We have a large multi-module Swift codebase where we want to support strict imports, meaning files only import what they use, and they import everything they use (not particularly at the
class level with
import class Foo.bar, but at least
import Foo). We have a few specific reasons for wanting this to be enforced:
- When reading a diff it makes it clear when a new dependency on a module is being introduced
- When this is explicitly defined we can enforce what types of modules are allowed to import what other types of modules, for example we don't want modules with business logic importing our UI layer etc
- By trimming unused imports, we can eliminate unnecessary intermodule dependencies, simplifying the dependency graph and speeding up compilation
We've hit a bunch of roadblocks trying to support this over time and I'm curious what folks think about a solution to this problem could be.
Currently we use SwiftLint's
unused_import rule for this. It works by requesting the cursor info from every location in every source file, and cross referencing that with the imports in the file. Unfortunately this approach has some false negatives due to cases like this bug (I don't want to harp to much on the specific bugs since I'm not sure they'll ever be fixed given source breaking concerns + other reasons I'm probably unaware of). There was also an attempt to switch to using the SourceKit index instead, but it seems there were similar issues there. There are also some other difficulties with these approaches in terms of outlier cases like custom operators, and name collisions from multiple modules defining type with the same name. If the SourceKit index had a more complete set of dependencies containing these outliers, we could rely on it for this kind of tooling.
I've also done a bit of testing with other approaches such as trying to dependencies determine from the symbols in the binary, fetching info in the swiftmodule file, using
-emit-imported-modules, or using
-emit-loaded-module-trace, but I haven't been able to come up with any alternatives that successfully cover the cases mentioned above.

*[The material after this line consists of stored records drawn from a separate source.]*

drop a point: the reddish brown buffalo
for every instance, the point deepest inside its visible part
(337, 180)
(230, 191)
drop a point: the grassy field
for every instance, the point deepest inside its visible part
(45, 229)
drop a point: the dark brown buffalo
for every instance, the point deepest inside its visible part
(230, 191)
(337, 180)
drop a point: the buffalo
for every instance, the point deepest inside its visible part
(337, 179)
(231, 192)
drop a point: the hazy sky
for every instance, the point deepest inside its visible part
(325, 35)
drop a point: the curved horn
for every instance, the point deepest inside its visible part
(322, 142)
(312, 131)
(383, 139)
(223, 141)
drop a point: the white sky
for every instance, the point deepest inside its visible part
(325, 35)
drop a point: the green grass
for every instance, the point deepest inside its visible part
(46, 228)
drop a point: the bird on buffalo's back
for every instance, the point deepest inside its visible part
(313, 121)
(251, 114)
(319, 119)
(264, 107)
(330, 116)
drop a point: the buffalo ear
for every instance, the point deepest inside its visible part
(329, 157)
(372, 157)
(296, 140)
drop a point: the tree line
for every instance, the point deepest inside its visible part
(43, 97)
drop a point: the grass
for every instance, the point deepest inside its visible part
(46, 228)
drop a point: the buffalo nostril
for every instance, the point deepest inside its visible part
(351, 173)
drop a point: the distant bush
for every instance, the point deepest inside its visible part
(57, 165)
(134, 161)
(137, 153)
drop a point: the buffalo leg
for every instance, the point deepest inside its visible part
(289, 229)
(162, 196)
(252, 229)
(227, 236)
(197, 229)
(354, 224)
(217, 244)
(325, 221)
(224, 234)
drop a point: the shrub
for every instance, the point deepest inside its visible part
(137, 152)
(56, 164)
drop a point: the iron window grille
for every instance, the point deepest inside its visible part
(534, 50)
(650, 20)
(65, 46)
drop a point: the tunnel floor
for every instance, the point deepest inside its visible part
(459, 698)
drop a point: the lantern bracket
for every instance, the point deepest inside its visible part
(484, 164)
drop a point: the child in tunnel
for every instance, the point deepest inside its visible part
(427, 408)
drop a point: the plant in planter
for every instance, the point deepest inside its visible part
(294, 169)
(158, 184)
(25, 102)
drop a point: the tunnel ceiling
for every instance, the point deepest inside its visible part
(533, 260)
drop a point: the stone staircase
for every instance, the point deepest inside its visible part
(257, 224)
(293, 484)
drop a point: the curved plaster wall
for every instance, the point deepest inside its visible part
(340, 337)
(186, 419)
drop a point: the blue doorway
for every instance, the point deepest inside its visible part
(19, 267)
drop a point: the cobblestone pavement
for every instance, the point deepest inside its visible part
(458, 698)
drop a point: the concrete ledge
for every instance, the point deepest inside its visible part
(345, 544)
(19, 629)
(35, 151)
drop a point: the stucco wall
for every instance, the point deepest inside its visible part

We briefly brainstormed some solutions to this that I would love to have folks input on.
- We could ignore the specifics of this issue, and just try and fix the “bugs” causing these. This would likely make the SourceKit index usable for this use case
- We could make the compiler produce a warning for unused / implicit imports (potentially with a flag if that felt too aggressive by default)
- We could provide another
-emitflag that dumped more complete info about the modules a specific file depended on
Overall I'm curious about a few things:
- Is this something people agree we should solve?
- Do any of the solutions above sound reasonable, are there other potential solutions to solving this?